Le certificat médical établi par le médecin traitant de Mme [L] le 10 décembre 2024 mentionne que celle-ci, 'née le 25 mars 1969 présente des douleurs lombaires qui l’obligent à consulter et à arrêter son travail. Elle a également des problèmes cardiologiques et des problèmes de poids (111 kgs). Elle se déplace difficilement.'
Ces constatations médicales sur les pathologies dont souffre Mme [L] sont en adéquation avec celles faites par le médecin consultant le 21 septembre 2022, lequel s’agissant de la déficience cardiaque a relevé que celle-ci, d’origine valvaire ancienne, opérée et stabilisée, était non handicapante.
Aucun élément ne permet de remettre en cause l’appréciation du médecin consultant et des premiers juges selon laquelle la restriction pour l’accès à l’emploi ne présente pas de caractère substantiel dès lors qu’elle peut être surmontée par des aménagements de poste ou une reconversion professionnelle, sans que cela puisse constituer des charges disproportionnées puisque Mme [L] dispose d’une reconnaissance de la qualité de travailleur handicapé.

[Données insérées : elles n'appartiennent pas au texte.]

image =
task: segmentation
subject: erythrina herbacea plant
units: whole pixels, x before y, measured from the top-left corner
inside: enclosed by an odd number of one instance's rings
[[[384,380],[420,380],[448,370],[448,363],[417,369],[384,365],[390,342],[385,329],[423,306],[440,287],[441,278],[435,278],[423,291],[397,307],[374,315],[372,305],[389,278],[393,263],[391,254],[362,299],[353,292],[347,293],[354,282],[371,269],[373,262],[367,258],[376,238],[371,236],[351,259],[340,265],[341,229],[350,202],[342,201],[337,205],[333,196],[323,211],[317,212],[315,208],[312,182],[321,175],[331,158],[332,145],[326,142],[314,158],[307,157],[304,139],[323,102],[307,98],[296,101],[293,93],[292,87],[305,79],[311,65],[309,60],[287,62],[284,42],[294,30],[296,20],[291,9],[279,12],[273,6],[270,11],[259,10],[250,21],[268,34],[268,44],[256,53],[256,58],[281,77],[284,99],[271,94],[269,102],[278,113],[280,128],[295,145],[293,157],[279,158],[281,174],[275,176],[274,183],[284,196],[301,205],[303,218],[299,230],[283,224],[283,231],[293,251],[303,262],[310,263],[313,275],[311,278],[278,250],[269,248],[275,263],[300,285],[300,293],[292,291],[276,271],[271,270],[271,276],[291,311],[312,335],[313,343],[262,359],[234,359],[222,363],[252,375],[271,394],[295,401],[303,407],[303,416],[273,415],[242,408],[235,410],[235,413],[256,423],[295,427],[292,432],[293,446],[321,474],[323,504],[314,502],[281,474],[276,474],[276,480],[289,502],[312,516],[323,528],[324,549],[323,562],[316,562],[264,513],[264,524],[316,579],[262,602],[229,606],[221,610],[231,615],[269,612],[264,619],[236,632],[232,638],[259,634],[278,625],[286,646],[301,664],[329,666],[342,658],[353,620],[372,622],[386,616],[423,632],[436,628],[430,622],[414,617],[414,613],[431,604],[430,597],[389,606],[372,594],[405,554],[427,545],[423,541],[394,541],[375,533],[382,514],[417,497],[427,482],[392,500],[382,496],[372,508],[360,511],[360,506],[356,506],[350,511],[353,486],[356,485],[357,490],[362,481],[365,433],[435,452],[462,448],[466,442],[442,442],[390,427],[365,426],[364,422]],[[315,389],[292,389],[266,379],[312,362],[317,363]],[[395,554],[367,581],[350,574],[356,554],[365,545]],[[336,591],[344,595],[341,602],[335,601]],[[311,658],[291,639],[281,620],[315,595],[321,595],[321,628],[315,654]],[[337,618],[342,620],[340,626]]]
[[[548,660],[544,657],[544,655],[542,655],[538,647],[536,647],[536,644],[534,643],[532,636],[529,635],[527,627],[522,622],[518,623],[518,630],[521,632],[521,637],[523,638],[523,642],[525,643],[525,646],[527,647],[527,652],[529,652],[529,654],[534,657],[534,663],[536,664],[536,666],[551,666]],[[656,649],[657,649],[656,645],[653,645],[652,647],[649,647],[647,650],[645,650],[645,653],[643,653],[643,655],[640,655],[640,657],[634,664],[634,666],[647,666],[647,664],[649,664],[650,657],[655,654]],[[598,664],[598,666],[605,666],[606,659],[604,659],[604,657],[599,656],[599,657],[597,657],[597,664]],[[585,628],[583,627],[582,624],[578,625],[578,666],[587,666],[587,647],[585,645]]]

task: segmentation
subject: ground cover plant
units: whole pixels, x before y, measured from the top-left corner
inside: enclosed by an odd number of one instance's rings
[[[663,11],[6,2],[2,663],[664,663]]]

Il s’ensuit que la décision déférée doit être confirmée en ce qu’elle a dit qu’à la date du 13 janvier 2022, Mme [L] présentait un taux d’incapacité compris entre 50 et 79 % mais qu’elle n’était pas atteinte d’une restriction substantielle pour l’accès à l’emploi et n’avait pas droit à l’allocation aux adultes handicapés.
Sur les dépens
Mme [L], partie perdante, doit supporter les dépens de la procédure de première instance, la décision étant confirmée de ce chef, ainsi que ceux de la procédure d’appel.
PAR CES MOTIFS
La cour,
Confirme en toutes ses dispositions le jugement rendu le 25 octobre 2022 par le pôle social du tribunal judiciaire de La Rochelle ;
Y ajoutant,
Condamne Mme [M] [L] aux dépens de la procédure d’appel.